Joined: Sep. 2006
|Quote (The Ghost of Paley @ Nov. 30 2006,12:44)|
1) The laws can be inconsistent if Jesus glues the atoms together after all.
Ohhhhhkay. Please put the troll back in the doghouse now, it drools on the carpet.
I admit the answer was a little flippant. I was trying to say that an intervening deity could set up a universe whose laws conflict with the creation and existence of its own matter. For example, scientists could find that the attractive forces within an atom are too weak to counteract its natural repulsive forces (protons, for example, have positive charges and don't like to be close to each other), and that atoms "should" break apart*. Observations show that the atoms do not fly apart. Therefore, a mysterious glue must bind the atoms -- yet this mysterious glue thwarts all investigations. Sure, scientists can play the "just you wait" game, but if the reigning model explains everything else, and predicts that the glue shouldn't exist, then why should we assume that there's a better natualistic model on the horizon? Perhaps there isn't one, and God is doing the work himself, but hiding his "force" from us.
We may assume that naturalism must have the answers in principle, but then we can't use this assumption to argue against theism, because then we're reasoning in a circle. Perhaps God really is in the gaps. Who can tell when our models fail? We're left with inductive inferences that turn into special pleading as the failures pile up.
*This is not the case in the real world -- I'm using a hypothetical example.
Normally I'm an observer to this type of tripe. However, I couldn't let this one pass.
The first direct experimental evidence of gluons was found in 1979 when three-jet events were observed at the electron-positron collider called PETRA at DESY in Hamburg. Quantitative studies of deep inelastic scattering at the Stanford Linear Accelerator Center had established their existence a decade before that.
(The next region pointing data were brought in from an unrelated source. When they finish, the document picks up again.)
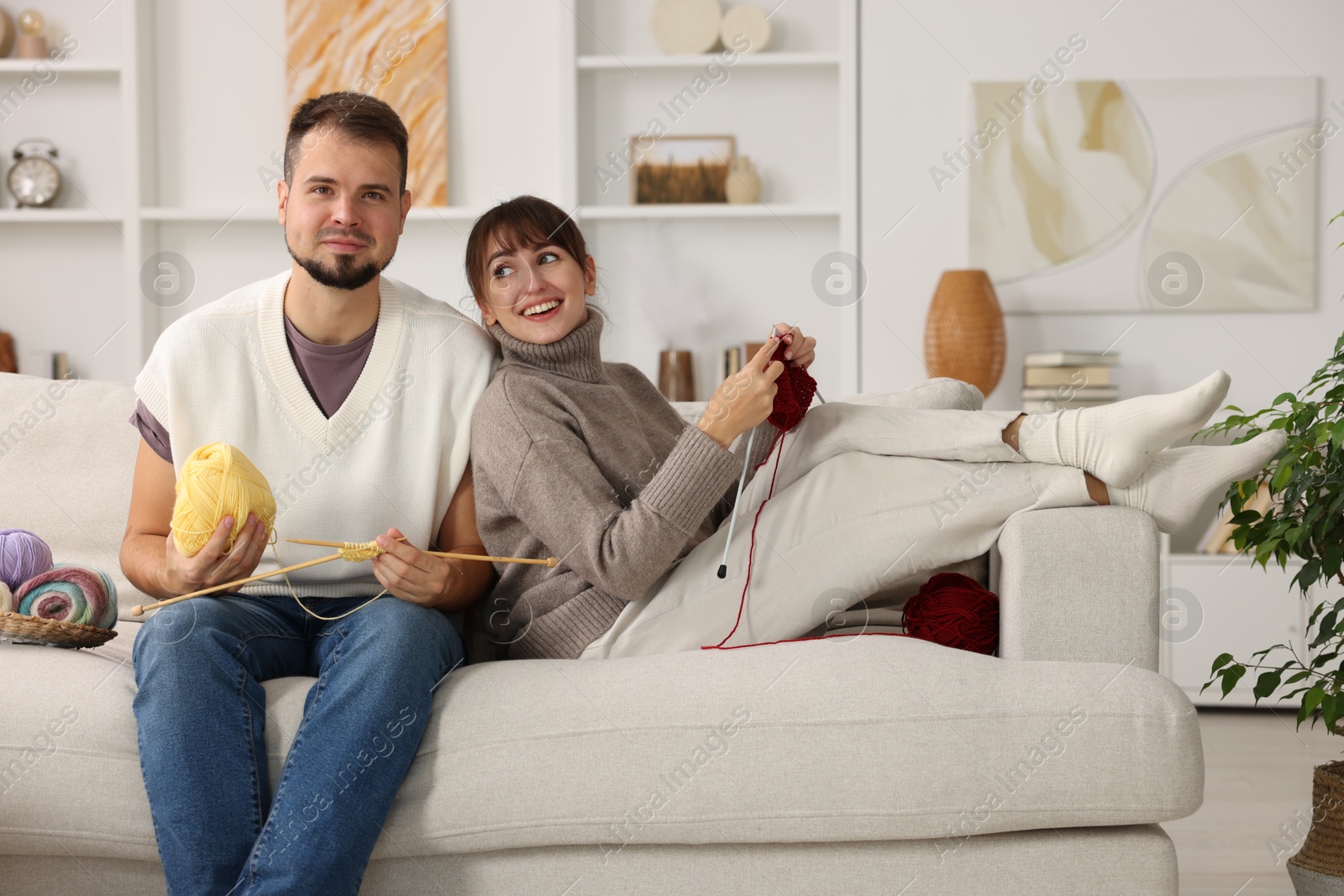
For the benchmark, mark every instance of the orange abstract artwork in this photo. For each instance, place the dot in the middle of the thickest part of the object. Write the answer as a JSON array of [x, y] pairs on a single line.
[[396, 50]]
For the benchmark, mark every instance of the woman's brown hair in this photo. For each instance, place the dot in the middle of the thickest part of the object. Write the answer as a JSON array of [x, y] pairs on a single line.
[[523, 222]]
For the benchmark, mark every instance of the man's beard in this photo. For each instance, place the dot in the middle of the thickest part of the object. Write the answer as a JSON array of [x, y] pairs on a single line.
[[347, 275]]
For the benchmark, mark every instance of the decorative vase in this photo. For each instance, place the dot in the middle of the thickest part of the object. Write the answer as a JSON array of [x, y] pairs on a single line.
[[964, 335], [33, 43], [676, 378], [746, 29], [685, 26], [1317, 868], [743, 183]]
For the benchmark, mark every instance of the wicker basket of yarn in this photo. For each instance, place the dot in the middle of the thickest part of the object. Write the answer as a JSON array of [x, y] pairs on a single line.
[[60, 605]]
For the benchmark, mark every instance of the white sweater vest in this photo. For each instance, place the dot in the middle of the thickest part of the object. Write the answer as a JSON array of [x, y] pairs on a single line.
[[390, 457]]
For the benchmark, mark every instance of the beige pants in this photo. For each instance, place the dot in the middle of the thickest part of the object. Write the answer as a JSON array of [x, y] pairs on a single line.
[[864, 496]]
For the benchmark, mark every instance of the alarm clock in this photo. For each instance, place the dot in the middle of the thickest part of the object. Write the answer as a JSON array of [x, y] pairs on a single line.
[[34, 179]]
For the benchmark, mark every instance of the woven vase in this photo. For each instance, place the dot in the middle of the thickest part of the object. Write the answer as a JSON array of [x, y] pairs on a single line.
[[964, 336], [1317, 868]]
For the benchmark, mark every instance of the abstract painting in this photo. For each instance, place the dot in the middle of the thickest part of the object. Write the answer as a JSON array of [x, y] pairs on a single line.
[[1147, 195], [396, 50]]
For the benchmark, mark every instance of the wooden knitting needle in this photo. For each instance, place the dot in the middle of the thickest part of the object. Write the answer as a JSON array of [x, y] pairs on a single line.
[[139, 610], [549, 562]]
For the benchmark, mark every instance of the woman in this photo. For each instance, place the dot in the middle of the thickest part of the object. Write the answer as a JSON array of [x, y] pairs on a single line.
[[588, 463]]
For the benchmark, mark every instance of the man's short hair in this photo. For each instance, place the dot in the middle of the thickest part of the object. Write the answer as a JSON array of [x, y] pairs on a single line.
[[354, 114]]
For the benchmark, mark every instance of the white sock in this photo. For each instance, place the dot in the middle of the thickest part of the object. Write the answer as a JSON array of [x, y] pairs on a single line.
[[1179, 479], [1115, 443]]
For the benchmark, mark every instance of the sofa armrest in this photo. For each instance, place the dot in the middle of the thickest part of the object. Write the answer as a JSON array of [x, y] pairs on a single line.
[[1079, 584]]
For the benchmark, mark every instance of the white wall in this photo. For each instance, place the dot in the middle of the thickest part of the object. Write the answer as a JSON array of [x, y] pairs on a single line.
[[918, 58], [221, 114]]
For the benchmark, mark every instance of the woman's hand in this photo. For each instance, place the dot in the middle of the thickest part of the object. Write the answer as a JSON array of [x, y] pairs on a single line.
[[208, 566], [801, 349], [412, 574], [745, 399]]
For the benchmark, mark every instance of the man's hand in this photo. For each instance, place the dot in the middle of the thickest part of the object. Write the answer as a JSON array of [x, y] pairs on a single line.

Experimentally, confinement is verified by the failure of free quark searches. Neither free quarks nor free gluons have ever been observed. Although there have been hints of exotic hadrons, no glueball has been observed either. Quark-gluon plasma has been found recently at the Relativistic Heavy Ion Collider (RHIC) at Brookhaven National Laboratories (BNL).
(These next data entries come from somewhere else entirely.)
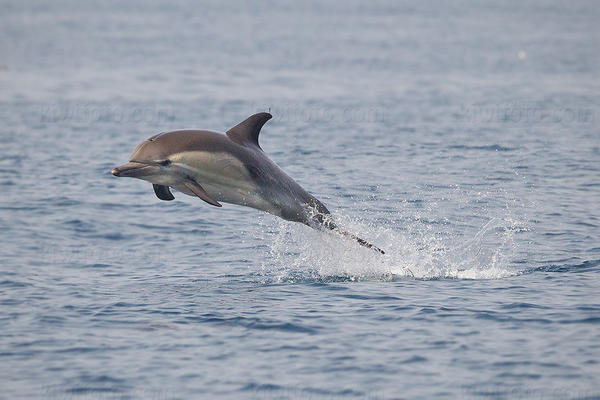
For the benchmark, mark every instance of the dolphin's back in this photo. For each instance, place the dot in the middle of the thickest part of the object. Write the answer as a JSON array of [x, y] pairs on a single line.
[[290, 200]]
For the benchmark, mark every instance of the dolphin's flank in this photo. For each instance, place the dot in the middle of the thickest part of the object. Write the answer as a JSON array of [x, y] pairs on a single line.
[[227, 168]]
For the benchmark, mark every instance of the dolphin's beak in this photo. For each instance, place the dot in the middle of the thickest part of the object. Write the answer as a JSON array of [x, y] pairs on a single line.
[[131, 169]]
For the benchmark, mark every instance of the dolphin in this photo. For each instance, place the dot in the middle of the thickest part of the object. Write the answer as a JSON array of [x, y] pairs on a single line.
[[227, 168]]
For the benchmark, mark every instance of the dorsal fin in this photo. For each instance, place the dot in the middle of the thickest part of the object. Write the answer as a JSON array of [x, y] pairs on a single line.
[[246, 132]]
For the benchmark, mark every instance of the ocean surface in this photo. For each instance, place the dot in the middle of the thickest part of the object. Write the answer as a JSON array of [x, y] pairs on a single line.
[[461, 137]]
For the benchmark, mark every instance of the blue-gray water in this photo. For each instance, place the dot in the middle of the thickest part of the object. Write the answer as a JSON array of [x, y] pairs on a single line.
[[461, 137]]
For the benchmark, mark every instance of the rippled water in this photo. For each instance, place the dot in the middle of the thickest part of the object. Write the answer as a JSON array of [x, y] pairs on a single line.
[[463, 139]]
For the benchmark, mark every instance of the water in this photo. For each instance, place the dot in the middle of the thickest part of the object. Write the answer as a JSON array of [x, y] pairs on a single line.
[[461, 138]]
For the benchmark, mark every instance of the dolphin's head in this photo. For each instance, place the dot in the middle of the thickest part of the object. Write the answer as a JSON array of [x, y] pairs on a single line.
[[148, 160]]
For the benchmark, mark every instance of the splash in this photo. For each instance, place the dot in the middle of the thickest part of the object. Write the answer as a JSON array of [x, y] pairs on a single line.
[[414, 250]]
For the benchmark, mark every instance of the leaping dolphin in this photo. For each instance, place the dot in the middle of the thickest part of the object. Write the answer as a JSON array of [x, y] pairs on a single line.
[[229, 168]]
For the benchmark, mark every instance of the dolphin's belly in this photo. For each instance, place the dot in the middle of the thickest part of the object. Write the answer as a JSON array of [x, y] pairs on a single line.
[[224, 177]]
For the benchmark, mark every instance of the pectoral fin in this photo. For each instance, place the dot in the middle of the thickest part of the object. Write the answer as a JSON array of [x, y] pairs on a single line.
[[163, 192], [200, 192]]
And there is a LOT more physics you need to go through before making conclusions about fine-tuning.
How about a high-energy environment? (where EM and Weak forces combine)
How about a higher-energy environment? (where three, or four fundamental forces combine)
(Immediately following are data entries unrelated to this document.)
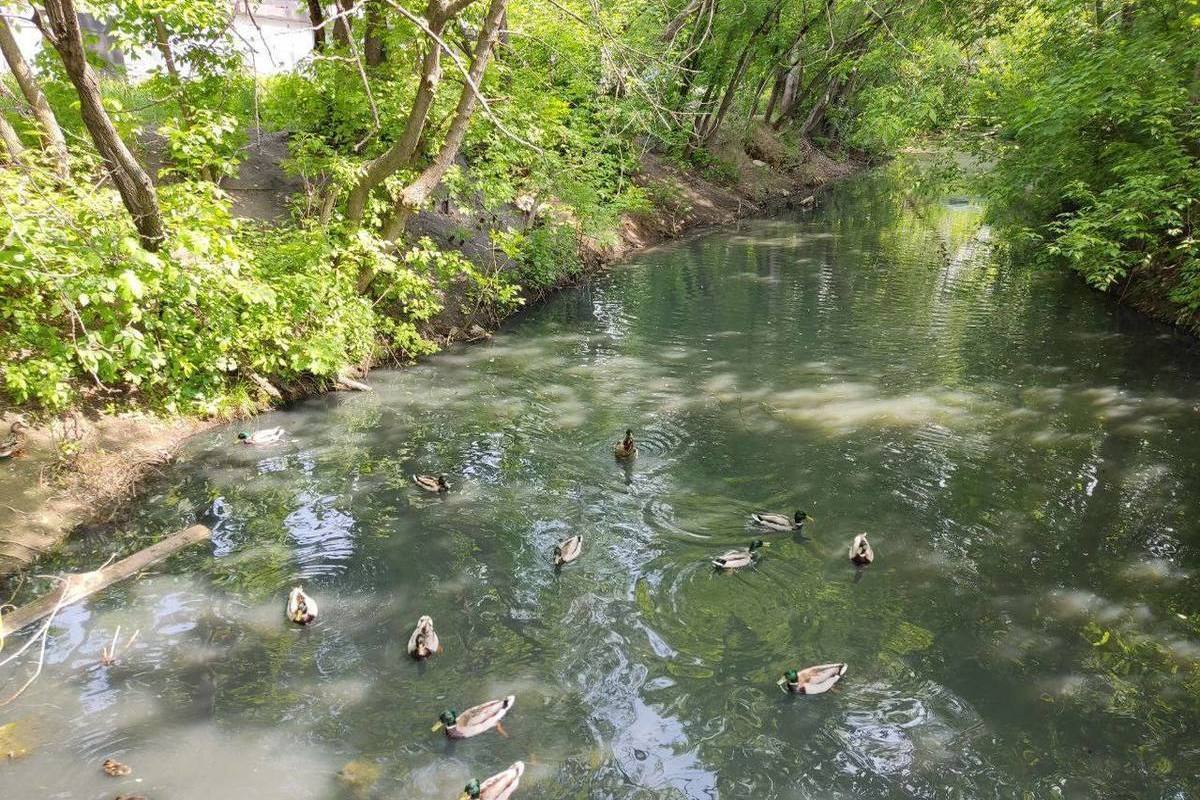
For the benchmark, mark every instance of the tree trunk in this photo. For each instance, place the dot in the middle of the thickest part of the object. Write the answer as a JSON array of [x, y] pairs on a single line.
[[317, 17], [52, 134], [61, 29], [372, 38], [736, 78], [342, 24], [401, 152], [419, 191]]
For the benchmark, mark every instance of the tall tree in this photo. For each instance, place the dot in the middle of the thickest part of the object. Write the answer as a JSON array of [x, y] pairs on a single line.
[[60, 26], [437, 14], [419, 191], [48, 125]]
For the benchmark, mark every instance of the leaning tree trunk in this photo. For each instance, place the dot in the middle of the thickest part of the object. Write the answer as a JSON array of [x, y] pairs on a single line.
[[437, 14], [372, 38], [317, 17], [52, 134], [61, 29], [419, 191]]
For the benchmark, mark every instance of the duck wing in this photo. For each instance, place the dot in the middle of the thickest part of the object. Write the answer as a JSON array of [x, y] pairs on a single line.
[[816, 680], [481, 717], [502, 785]]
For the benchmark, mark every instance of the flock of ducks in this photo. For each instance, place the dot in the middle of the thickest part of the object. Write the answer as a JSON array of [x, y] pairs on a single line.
[[424, 643]]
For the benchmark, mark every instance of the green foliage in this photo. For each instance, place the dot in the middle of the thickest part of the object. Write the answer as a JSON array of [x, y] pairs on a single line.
[[1093, 130], [91, 316], [208, 144]]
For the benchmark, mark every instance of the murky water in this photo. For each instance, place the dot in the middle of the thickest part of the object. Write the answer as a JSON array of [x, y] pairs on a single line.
[[1023, 452]]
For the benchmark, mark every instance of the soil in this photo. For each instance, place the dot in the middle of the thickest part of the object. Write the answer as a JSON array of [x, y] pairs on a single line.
[[84, 468]]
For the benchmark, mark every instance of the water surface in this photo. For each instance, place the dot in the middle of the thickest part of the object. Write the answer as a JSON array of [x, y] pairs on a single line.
[[1023, 452]]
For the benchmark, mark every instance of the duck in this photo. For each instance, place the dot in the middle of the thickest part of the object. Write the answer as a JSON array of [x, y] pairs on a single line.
[[779, 521], [861, 551], [625, 447], [264, 437], [475, 720], [738, 559], [424, 642], [814, 680], [498, 787], [432, 482], [301, 608], [15, 443], [568, 549]]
How about Si-based lifeforms? (chemically possible but environmental conditions not well understood)
Also, physicists have postulated the graviton and have started experiments to detect the graviton energy. However they calculate that you would need a detector the size of Jupiter (filled with Deuterium of course) to have any chance of even detecting one graviton particle in one year.
Debate the present model all you want, I won't get involved because I think your debate model doesn't capture the complexity that actually exists.